Twice-weekly asymptomatic testing is already available for the secondary school, most college, primary school, school-based nursery and maintained nursery school workforce, including support staff such as teaching assistants and those supporting with wraparound childcare.
Yesterday, we announced the further expansion of this asymptomatic testing programme, asking that all secondary age pupils and students in most colleges who consent will be offered three rapid tests at school or college in the first two weeks of their return three to five days apart. This will help them to get used to swabbing themselves for the tests. Schools and colleges will then provide students with two rapid tests to use each week at home. The home test kits come with clear instructions for use and how to report the results. All secondary and college staff will also be provided with home test kits to allow them to test twice a week at home. Testing is voluntary but we would encourage as many people as possible to take part to help reduce the prevalence of the virus. If your child attends a special school, where possible they will also be offered a test. Rapid testing is already in place for those arriving or staying at university.
We will be asking HE providers to offer two tests to all students eligible to attend their university or HE institution upon their return, and twice weekly asymptomatic testing to all students eligible to attend on-site, as well as providing testing for staff.
All staff at private, voluntary and independent nurseries will have access to tests to use twice weekly at home, building on the testing already available to maintained nursery schools and school-based nurseries. Childminders can continue to access community testing, and the Department continues to work with colleagues across government to review the testing approach available for childminders.
We have worked closely with Public Health England to develop and refresh the system of controls that schools and colleges already have in place to reduce the risk of transmission in education and childcare settings, based on scientific rationale. The system of controls supports schools and colleges to assess risk and implement measures to mitigate risk, including ventilating occupied spaces, introducing enhanced cleaning and minimising contact and mixing. We ask all pupils, students and staff to continue to do everything they can to adhere to these measures, because it is vital that they are implemented well and consistently.

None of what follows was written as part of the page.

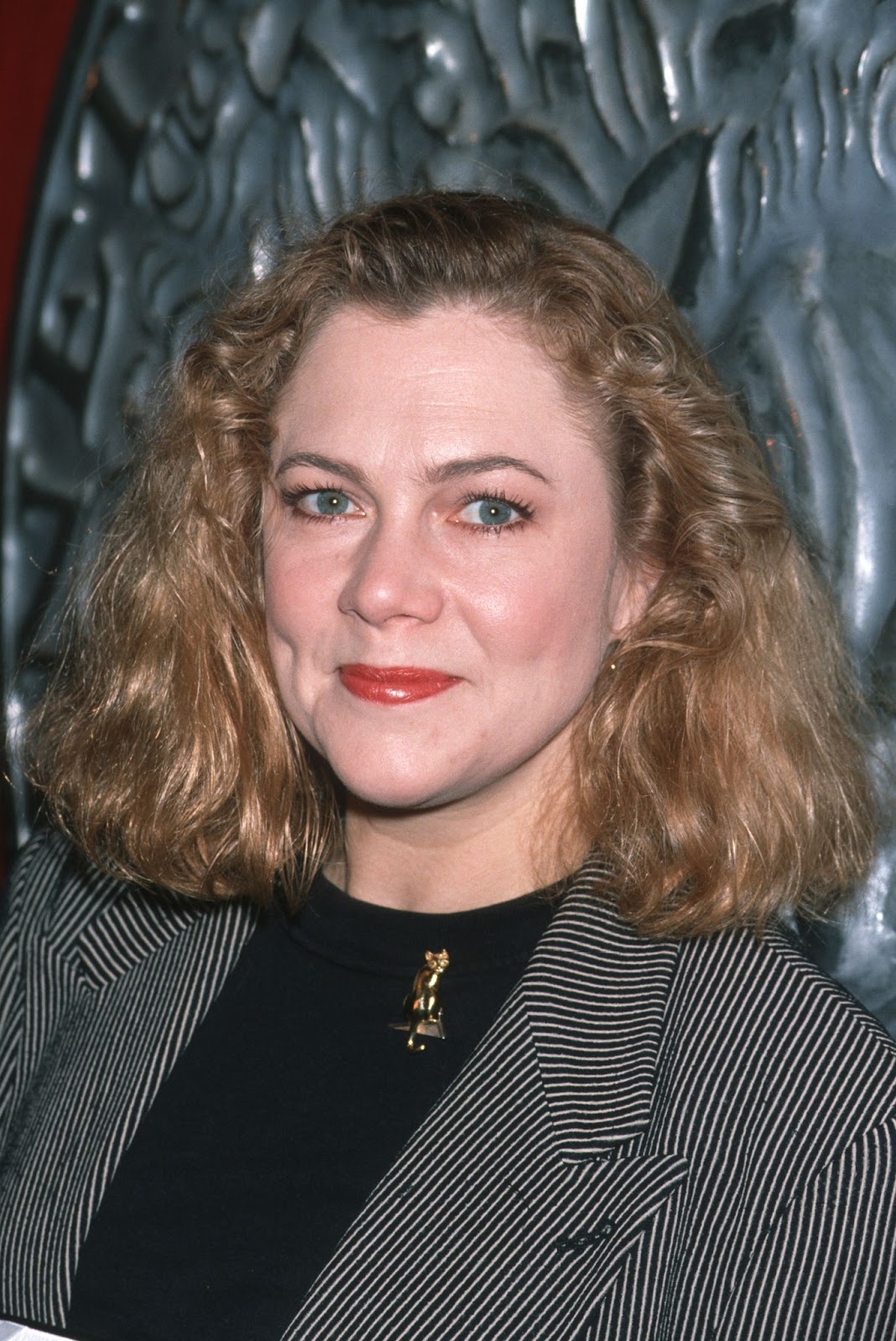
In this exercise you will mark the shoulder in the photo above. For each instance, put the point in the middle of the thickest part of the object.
(60, 903)
(784, 1059)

In addition to the system of controls and the expanded testing programme set out above, in schools or colleges where pupils in year 7 and above are educated, we recommend that face coverings should be worn by staff and pupils where social distancing cannot easily be maintained when moving around the premises outside of classrooms or teaching spaces, such as in corridors and communal areas. In the same settings for a limited period, we also recommend the use of face coverings in classrooms and other teaching spaces, unless wearing a face covering would impact on the ability to take part in exercise or strenuous activity, for example in PE lessons, or for those who are exempt from wearing a face covering as per government guidance.
Children in primary schools do not need to wear a face covering.
We have published further guidance for parents here. We will be setting out further measures for immediate support to children, early years settings, schools, colleges and local authorities later this week. I am very pleased that we are able to return children and young people across England to their classrooms and colleges, to allow them to spend time with their friends and teachers and get back into the rhythms of the school or college year.